MINGJING LIN
蔺明净
Fold-the-Interfashionality
Royal College of Art PhD candidates present innovative 3D printed and pleated costumes for Beijing Opera and a week long exhibition from 28 November - 3 December 2017.
Mixing new technology with traditional craft, PhD researchers from the RCA, Mingjing Lin and Tsai-Chun Huang, utilise the newest developments in 3D printing and traditional Eastern pleating to create a never-before-seen costumes for an exclusive performance of Farewell My Concubine by Beijing Opera singers at the RCA on 1 December 2017. This performance will inform wider research into the relationship between movement, the body and fashion.
This research project examines the future of bringing together 3D printing with pleating and the performance of traditional Beijing opera (or Peking Opera) by creating new pioneering costume. These keep the same shape and form of traditional costumes, but offer more subtlety by using monochrome colours and less embellishment, in keeping with contemporary aesthetics. The 3D-printed parts have been printed using a ground-breaking SLS (selective laser sintering) technique from 3D printers Sinterit creating pleated and woven garments that are as soft and pliable as textiles.
Inter-fashionality
2016.11
Inter-fashionality is a collaborative project and solo-exhibition at the Royal College of Art, discovering the new parameters of 3D printed textile for fashion.

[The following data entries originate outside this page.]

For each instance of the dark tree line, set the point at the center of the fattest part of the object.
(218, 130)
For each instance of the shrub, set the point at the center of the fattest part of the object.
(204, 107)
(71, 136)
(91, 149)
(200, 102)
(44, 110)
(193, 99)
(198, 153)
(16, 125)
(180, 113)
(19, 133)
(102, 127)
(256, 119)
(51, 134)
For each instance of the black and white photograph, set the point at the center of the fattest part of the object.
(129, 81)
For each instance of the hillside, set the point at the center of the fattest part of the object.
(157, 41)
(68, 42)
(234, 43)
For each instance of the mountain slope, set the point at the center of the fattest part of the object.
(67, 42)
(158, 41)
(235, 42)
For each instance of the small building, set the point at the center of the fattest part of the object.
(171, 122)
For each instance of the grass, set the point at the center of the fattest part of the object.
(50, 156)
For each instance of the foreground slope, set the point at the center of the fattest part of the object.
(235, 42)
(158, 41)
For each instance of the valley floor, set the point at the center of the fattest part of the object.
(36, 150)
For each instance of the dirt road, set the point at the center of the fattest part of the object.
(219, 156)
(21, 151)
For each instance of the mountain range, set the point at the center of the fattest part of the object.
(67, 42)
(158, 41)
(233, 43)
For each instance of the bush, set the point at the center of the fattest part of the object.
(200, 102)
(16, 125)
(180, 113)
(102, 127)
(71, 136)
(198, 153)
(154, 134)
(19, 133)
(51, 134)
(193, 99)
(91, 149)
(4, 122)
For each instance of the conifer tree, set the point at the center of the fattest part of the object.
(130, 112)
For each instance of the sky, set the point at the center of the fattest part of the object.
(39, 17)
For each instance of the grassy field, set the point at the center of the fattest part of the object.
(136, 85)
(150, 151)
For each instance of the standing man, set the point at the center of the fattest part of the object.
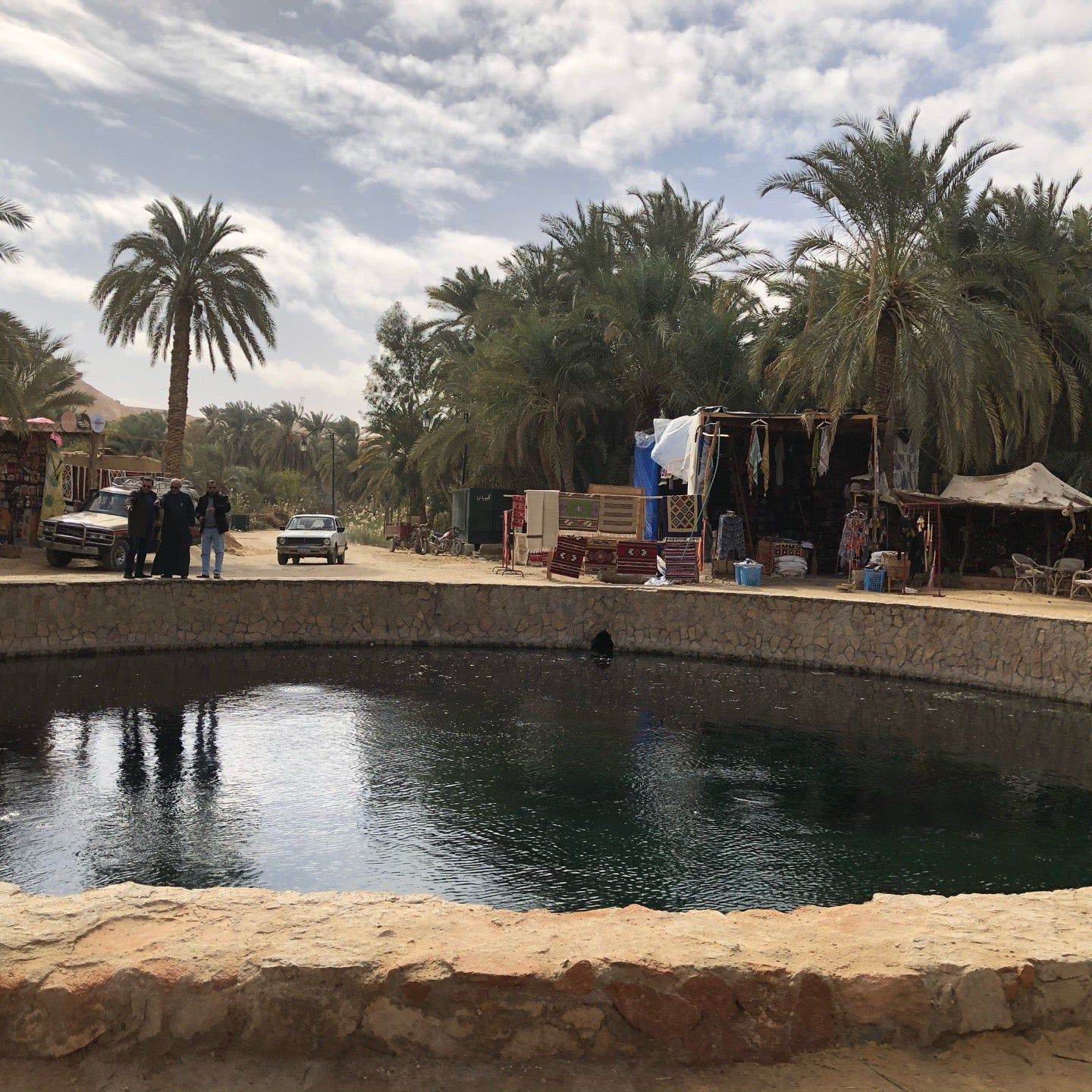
(173, 557)
(212, 513)
(143, 509)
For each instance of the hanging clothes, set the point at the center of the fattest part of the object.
(754, 458)
(824, 446)
(766, 459)
(853, 548)
(731, 544)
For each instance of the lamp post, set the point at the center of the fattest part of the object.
(333, 464)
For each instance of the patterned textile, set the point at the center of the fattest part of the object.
(682, 516)
(730, 538)
(622, 516)
(637, 560)
(601, 555)
(578, 513)
(680, 563)
(519, 511)
(568, 557)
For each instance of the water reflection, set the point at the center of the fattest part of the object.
(526, 780)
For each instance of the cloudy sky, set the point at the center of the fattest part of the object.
(372, 146)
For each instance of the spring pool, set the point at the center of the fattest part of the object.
(533, 779)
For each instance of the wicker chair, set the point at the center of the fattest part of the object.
(1030, 573)
(1065, 569)
(1080, 581)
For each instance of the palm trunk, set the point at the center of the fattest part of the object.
(885, 396)
(178, 391)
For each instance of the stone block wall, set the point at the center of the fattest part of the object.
(1039, 657)
(136, 970)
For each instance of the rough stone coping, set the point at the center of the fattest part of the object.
(130, 968)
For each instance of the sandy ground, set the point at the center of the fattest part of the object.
(1055, 1062)
(256, 557)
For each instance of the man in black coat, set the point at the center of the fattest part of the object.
(212, 514)
(143, 508)
(173, 557)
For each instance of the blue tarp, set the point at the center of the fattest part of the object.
(647, 475)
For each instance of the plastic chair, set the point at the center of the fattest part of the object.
(1029, 573)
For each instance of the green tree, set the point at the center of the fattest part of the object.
(188, 292)
(46, 376)
(891, 322)
(140, 434)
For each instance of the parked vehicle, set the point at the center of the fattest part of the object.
(99, 530)
(312, 535)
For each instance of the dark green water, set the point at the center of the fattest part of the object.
(533, 779)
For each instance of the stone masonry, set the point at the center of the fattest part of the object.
(1040, 657)
(134, 970)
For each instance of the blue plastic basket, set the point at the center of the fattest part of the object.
(748, 573)
(874, 580)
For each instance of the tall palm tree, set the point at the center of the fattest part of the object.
(187, 292)
(891, 322)
(47, 375)
(14, 333)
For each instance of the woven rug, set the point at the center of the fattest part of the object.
(568, 557)
(637, 560)
(682, 514)
(680, 563)
(622, 516)
(578, 513)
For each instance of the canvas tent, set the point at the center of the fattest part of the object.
(1031, 488)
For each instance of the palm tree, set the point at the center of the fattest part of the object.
(46, 376)
(891, 322)
(14, 333)
(140, 434)
(280, 441)
(188, 293)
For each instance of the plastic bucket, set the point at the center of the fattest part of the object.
(874, 580)
(748, 573)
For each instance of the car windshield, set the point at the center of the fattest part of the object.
(310, 523)
(113, 503)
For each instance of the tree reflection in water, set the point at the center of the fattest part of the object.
(533, 779)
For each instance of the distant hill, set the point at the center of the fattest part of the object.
(111, 409)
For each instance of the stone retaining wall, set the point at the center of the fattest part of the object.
(1040, 657)
(132, 969)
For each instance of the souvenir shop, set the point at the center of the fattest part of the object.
(27, 479)
(778, 488)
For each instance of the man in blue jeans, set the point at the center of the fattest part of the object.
(212, 514)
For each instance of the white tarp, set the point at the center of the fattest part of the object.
(676, 448)
(1032, 487)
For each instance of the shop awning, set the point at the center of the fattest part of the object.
(1032, 488)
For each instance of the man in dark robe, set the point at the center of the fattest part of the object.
(173, 557)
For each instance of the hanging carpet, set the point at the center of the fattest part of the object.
(682, 514)
(577, 511)
(568, 557)
(622, 516)
(637, 560)
(680, 563)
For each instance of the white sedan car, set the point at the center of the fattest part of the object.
(312, 536)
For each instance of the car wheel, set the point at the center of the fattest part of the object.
(115, 557)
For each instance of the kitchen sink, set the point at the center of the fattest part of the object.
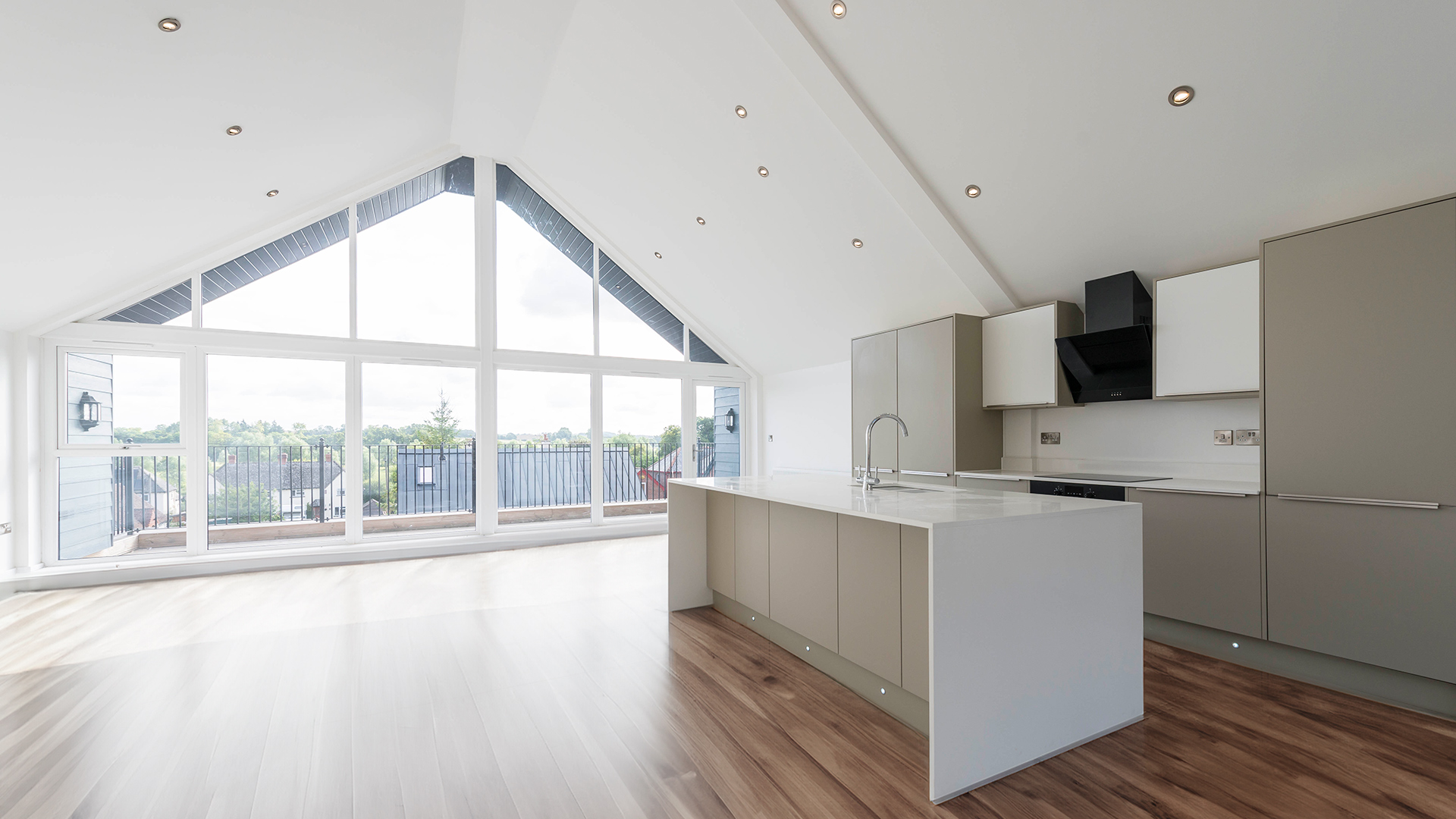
(900, 488)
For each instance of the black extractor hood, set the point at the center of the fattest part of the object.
(1112, 360)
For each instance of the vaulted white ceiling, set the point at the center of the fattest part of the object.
(620, 111)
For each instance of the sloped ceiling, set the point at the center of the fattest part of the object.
(622, 112)
(117, 167)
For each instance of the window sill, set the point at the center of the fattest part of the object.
(175, 564)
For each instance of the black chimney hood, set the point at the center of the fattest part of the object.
(1114, 359)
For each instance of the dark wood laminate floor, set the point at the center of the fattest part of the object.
(552, 684)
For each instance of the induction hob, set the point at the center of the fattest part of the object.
(1106, 479)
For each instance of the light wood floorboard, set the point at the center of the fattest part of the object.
(554, 684)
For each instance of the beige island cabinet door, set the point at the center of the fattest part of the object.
(870, 595)
(804, 572)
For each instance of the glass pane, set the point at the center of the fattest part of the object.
(297, 284)
(274, 449)
(544, 450)
(634, 324)
(544, 299)
(720, 414)
(419, 447)
(698, 350)
(172, 306)
(120, 506)
(417, 259)
(642, 435)
(123, 398)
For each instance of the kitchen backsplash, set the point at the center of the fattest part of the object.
(1165, 438)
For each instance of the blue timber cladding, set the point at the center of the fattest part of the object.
(456, 177)
(634, 297)
(726, 444)
(158, 309)
(85, 490)
(536, 212)
(275, 256)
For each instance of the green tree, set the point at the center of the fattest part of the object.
(443, 428)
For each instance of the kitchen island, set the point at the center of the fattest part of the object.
(1003, 626)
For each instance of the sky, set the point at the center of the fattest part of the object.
(417, 283)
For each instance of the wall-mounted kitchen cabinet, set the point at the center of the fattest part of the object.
(1019, 365)
(1359, 387)
(929, 375)
(1206, 333)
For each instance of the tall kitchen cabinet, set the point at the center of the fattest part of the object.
(928, 373)
(1359, 387)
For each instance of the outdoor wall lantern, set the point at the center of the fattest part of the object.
(91, 411)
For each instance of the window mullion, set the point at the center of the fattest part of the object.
(599, 458)
(354, 273)
(194, 431)
(353, 452)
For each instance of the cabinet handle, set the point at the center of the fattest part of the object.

The 3D printed garments are co-created by Mingjing Lin and Yingjun Li(associate professor from fashion dept of Tsinghua University).
Qipao is a traditional Chinese dress that was originally wide and loose, it covered most of the woman’s body revealing only the head, hands and tips of the toes. The shape of the garment changed in the 1920s when the area around Shanghai became the center of Eastern trade and local tailors continued shaping and making qipao with traditional ironing technique, but altered the traditional shape into something more form fitting. Prof. Li from Tsinghua University has recently completed extensive research into the history of qipao and compiled his finding in his new book, Qipao History from 1920-1940 that crucially explores the historical and social history of the qipao making industry, as well as the pattern cutting and making techniques.
Mingjing Lin (PhD candidate, Textiles) has reinterpreted the traditional garment with modern 3D printing and parametric modelling. With cultural exchange at the heart of the project, the new garments echo tradition in the way they are both sustainable, as they follow a continuous pattern there is little waste material. Mingling was inspired by the ‘one-piece’ pattern of qipao and inspired by the traditional Chinese ironing technique that helps the flat pattern fitted to the body, and how this ancient method of draping can translate across time and space to create a garment that adapts to any body with the same silhouette and beautiful movement.
The modern garments are printed using SLA+FDM printing technique and modeled using parametric modeling technique. Technical support is provided by Peng Xie (University of South California), technical consultancy by Filippo Nassetti (founder of MHOX), organised by 3W studio, curated by Hexagon Collective. A physical performance by Night Clear 19 and Hexagon collective with dancers Luke Crook and Waddah Sinada will take place at the private view and will create links between tradition and modernity and east and west to highlight similarities and essence, despite cultural differences.